I still think its just bound up, like others have suggested. Perhaps the linkages are just out of whack? or worst case- arent their syncro-like rimgs in there? could they be bad or siezed?
Thats my wonderfully insightful prognosis, lol

-John


----------



## 4x4Chevy (Mar 5, 2003)

I live in Champaign. I don't know what's up. All I know is the shop I took it to got it back in but they put it in L and now that I tried putting it in H it goes wacko. Ima prolly just tow it to a shop who knows what they are doing on 4x4's. ANY IDEAS I CAN TRY NOW THAT I CAN'T MOVE??!?!?!


----------



## 4x4Chevy (Mar 5, 2003)

Well, got some bad news from the shop today. basically, they say I need a new t-case. Well, used part plus install is 650-700 bucks. So, I may be getting a new truck, who knows. IT's old and I think I may just garage it until I get more money to have some fun wit it.


----------



## Joey D (Jan 6, 2002)

WOW. I could get you a used 203 for $100 bucks from the bone yard and the install is easy, just heavy. Fix it yourself save the money.


----------



## wyldman (Jan 18, 2001)

$650 - 700 bucks is a little steep.I paid $150.00 for a good used one last year for my 77.

A rebuilt unit is only $5-600 complete,so that may be another option.Try www.transfercases.com to start.

Like stated above,they are easy to change,just awkward and heavy.Mitchell labour time is only 3.0 hours,so if you know their shop labour rate,you can determine the charge for labour.

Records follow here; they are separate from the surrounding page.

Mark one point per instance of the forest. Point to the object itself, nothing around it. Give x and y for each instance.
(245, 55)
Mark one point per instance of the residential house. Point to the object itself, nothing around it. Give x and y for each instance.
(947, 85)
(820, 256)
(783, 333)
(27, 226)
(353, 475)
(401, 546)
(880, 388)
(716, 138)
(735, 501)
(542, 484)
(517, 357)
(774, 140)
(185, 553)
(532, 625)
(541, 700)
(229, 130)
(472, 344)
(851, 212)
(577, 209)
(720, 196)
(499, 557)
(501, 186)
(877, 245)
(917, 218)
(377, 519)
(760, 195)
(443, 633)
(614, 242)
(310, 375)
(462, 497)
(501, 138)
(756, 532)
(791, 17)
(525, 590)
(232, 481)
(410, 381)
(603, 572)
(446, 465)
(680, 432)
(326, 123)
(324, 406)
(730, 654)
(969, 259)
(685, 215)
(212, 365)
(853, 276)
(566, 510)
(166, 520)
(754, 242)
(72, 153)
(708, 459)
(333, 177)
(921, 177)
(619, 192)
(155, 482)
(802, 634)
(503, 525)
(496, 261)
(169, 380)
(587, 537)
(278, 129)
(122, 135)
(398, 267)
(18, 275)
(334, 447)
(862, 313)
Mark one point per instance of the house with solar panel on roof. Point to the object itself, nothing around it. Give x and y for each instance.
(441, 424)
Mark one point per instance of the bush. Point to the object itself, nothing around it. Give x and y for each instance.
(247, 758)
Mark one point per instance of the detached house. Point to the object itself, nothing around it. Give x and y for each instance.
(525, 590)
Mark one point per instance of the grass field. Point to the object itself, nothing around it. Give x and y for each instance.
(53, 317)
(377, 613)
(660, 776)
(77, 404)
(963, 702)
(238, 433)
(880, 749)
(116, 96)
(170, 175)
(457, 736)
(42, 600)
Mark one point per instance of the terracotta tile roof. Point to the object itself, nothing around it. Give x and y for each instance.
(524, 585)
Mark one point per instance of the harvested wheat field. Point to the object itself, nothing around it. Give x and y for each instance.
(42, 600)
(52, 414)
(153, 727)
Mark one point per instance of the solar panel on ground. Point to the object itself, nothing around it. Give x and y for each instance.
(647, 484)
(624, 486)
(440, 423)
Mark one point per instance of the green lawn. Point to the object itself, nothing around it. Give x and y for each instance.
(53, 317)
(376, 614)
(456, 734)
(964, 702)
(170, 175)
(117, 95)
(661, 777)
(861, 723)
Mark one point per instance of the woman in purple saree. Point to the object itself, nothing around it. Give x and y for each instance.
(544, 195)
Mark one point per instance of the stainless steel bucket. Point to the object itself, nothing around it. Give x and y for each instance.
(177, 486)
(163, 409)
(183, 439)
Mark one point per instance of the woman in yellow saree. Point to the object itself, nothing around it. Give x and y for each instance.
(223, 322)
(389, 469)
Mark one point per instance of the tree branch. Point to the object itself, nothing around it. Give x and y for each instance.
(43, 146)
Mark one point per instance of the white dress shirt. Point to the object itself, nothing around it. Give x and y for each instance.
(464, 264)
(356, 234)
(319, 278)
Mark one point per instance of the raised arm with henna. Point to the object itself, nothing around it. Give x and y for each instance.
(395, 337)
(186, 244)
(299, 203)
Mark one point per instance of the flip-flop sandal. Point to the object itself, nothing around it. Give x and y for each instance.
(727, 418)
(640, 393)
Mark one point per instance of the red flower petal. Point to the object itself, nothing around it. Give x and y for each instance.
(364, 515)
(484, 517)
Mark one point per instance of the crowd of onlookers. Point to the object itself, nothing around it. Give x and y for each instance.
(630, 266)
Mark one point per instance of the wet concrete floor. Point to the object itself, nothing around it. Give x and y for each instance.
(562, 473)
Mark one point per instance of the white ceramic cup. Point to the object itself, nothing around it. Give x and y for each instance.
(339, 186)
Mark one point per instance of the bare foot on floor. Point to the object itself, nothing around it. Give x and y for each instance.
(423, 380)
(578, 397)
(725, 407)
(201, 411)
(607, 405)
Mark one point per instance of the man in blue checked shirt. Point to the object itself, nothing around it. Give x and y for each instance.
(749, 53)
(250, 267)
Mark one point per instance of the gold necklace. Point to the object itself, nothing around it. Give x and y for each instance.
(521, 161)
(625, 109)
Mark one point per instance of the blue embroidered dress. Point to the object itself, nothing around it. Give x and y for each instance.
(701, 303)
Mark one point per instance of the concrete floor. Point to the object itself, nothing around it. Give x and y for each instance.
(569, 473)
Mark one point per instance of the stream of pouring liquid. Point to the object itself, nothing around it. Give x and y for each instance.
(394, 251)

You might want to shop around a bit before replacing it.


----------



## wyldman (Jan 18, 2001)

One more tip.If you going used or rebuilt,try to get one WITHOUT the part-time kit installed.I have had nothing but problems with them burning up the rear of the case due to poor oiling in 2WD.The chain is used to lube the case.If you dont turn the chain,you get no lubrication to the upper\rear of the case.


----------